Full-length annotation with multistrategy RNA-seq uncovers transcriptional regulation of lncRNAs in cotton

Plant Physiol. 2021 Feb 25;185(1):179-195. doi: 10.1093/plphys/kiaa003.


Long noncoding RNAs (lncRNAs) are crucial factors during plant development and environmental responses. To build an accurate atlas of lncRNAs in the diploid cotton Gossypium arboreum, we combined Isoform-sequencing, strand-specific RNA-seq (ssRNA-seq), and cap analysis gene expression (CAGE-seq) with PolyA-seq and compiled a pipeline named plant full-length lncRNA to integrate multi-strategy RNA-seq data. In total, 9,240 lncRNAs from 21 tissue samples were identified. 4,405 and 4,805 lncRNA transcripts were supported by CAGE-seq and PolyA-seq, respectively, among which 6.7% and 7.2% had multiple transcription start sites (TSSs) and transcription termination sites (TTSs).
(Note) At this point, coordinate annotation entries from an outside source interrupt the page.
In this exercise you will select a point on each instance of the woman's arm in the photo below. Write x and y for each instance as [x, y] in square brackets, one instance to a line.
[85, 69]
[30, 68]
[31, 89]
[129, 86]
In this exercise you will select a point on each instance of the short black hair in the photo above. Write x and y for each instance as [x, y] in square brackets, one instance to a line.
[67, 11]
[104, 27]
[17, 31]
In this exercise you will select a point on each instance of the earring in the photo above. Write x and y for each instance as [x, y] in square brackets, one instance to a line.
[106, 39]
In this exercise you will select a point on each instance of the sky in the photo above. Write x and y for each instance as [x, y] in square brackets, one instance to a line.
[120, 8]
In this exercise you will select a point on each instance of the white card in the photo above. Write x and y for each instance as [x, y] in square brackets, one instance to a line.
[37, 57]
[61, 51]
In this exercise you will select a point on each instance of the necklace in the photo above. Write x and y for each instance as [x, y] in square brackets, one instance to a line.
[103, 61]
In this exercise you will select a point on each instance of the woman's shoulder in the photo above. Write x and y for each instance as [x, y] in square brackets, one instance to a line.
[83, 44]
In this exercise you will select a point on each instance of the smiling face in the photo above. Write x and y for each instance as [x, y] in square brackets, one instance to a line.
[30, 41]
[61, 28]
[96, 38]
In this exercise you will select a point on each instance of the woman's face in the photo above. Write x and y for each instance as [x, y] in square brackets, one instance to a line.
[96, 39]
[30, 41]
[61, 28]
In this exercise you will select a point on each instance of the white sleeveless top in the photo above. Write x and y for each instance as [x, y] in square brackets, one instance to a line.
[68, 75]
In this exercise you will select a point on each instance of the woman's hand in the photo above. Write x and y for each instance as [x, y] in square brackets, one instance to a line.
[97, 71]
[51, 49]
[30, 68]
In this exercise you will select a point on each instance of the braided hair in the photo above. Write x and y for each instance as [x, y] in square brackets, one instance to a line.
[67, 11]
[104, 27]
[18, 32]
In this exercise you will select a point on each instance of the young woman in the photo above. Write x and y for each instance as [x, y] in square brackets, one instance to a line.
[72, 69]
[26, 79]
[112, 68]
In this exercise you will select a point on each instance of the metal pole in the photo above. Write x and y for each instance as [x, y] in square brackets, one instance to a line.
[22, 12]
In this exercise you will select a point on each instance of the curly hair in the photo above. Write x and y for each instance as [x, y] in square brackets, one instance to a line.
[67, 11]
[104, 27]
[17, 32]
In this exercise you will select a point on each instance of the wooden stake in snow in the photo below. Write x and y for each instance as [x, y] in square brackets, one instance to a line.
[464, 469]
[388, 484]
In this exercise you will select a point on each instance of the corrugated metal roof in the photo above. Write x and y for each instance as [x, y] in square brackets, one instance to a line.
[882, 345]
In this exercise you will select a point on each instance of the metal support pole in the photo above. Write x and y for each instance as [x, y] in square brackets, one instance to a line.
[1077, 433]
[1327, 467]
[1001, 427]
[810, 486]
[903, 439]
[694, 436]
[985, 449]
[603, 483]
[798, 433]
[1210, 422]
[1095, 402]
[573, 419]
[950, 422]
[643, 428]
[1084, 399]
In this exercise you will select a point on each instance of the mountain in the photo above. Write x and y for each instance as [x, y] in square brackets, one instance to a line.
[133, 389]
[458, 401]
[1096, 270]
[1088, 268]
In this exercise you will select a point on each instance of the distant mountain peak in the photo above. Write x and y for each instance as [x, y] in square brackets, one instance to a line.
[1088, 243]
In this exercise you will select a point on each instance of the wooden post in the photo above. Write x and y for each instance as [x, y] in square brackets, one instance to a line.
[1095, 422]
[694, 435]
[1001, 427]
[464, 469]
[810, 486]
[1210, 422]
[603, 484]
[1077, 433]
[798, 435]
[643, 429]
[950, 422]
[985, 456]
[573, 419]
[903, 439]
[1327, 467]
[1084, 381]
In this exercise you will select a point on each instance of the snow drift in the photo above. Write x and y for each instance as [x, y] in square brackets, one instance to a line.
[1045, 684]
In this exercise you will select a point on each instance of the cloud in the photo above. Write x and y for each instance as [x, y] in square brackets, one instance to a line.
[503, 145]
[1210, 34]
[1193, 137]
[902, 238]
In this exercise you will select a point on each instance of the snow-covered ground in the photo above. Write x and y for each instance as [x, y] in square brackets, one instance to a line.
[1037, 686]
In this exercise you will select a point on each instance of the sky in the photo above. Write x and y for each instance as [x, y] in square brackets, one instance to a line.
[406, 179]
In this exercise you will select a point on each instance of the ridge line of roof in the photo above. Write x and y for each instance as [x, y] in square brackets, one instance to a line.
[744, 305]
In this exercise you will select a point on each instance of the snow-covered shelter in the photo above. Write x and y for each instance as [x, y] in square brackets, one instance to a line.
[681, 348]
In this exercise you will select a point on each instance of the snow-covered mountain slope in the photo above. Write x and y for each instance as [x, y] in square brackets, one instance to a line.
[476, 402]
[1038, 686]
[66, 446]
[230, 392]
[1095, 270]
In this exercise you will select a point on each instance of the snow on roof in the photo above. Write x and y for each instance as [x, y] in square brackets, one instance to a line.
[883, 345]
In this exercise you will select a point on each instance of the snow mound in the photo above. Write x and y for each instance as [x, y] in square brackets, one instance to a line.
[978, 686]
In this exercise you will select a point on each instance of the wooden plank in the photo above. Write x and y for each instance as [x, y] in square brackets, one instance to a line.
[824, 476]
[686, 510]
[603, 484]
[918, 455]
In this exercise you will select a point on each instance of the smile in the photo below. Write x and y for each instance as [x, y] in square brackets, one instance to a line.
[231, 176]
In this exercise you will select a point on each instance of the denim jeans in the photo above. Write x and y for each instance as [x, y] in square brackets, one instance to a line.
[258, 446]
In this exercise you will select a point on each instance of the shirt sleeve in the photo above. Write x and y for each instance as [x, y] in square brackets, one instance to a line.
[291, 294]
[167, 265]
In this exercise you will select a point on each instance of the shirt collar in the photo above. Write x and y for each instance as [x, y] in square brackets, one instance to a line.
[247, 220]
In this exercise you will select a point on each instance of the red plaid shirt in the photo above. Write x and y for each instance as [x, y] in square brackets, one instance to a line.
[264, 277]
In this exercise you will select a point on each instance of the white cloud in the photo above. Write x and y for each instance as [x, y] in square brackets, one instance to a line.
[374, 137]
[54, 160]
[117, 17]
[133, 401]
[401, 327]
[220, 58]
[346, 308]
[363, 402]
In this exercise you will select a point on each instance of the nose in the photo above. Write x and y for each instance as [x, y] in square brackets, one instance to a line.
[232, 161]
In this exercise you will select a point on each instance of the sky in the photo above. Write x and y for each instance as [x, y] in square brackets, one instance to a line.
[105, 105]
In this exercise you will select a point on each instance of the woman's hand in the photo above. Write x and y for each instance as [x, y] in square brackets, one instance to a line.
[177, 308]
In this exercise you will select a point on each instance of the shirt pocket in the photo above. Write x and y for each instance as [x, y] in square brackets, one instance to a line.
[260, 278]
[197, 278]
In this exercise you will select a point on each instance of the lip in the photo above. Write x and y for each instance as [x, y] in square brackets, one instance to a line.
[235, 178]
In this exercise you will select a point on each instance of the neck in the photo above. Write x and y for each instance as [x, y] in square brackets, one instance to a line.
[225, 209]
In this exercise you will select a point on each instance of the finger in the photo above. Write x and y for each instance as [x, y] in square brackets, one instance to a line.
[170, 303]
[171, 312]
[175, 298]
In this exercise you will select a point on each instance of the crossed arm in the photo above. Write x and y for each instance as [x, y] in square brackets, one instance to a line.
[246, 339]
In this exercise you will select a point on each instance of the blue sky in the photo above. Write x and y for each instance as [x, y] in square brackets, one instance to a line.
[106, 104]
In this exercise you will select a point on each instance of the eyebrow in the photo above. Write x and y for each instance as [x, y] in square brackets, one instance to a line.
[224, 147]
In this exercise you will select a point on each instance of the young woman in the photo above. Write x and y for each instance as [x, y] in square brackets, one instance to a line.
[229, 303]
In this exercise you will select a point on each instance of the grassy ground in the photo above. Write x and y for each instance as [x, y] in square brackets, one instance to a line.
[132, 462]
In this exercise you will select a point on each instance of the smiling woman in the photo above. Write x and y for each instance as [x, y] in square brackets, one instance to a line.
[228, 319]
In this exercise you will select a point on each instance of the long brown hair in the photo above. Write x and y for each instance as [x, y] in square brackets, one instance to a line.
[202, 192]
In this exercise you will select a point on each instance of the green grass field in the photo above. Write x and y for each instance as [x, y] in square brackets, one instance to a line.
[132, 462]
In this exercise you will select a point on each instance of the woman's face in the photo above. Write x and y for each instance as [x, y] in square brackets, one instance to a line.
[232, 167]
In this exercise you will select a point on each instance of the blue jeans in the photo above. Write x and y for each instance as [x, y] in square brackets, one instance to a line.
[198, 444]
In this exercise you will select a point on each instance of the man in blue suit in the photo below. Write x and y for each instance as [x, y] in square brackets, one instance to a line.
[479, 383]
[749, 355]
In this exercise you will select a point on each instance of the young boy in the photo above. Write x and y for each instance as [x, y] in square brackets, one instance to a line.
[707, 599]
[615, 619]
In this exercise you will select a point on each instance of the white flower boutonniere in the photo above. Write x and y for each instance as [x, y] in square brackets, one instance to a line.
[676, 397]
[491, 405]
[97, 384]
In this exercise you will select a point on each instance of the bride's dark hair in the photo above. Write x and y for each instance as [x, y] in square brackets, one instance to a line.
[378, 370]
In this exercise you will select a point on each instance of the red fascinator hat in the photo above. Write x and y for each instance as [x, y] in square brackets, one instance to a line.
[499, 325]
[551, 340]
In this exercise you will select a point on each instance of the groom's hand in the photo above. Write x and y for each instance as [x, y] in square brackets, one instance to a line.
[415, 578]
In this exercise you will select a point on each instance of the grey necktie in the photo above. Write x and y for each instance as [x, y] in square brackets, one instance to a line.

We revealed that alternative usage of TSS and TTS of lncRNAs occurs pervasively during plant growth. Besides, we uncovered that many lncRNAs act in cis to regulate adjacent protein-coding genes (PCGs). It was especially interesting to observe 64 cases wherein the lncRNAs were involved in the TSS alternative usage of PCGs. We identified lncRNAs that are coexpressed with ovule- and fiber development-associated PCGs, or linked to GWAS single-nucleotide polymorphisms. We mapped the genome-wide binding sites of two lncRNAs with chromatin isolation by RNA purification sequencing. We also validated the transcriptional regulatory role of lnc-Ga13g0352 via virus-induced gene suppression assay, indicating that this lncRNA might act as a dual-functional regulator that either activates or inhibits the transcription of target genes.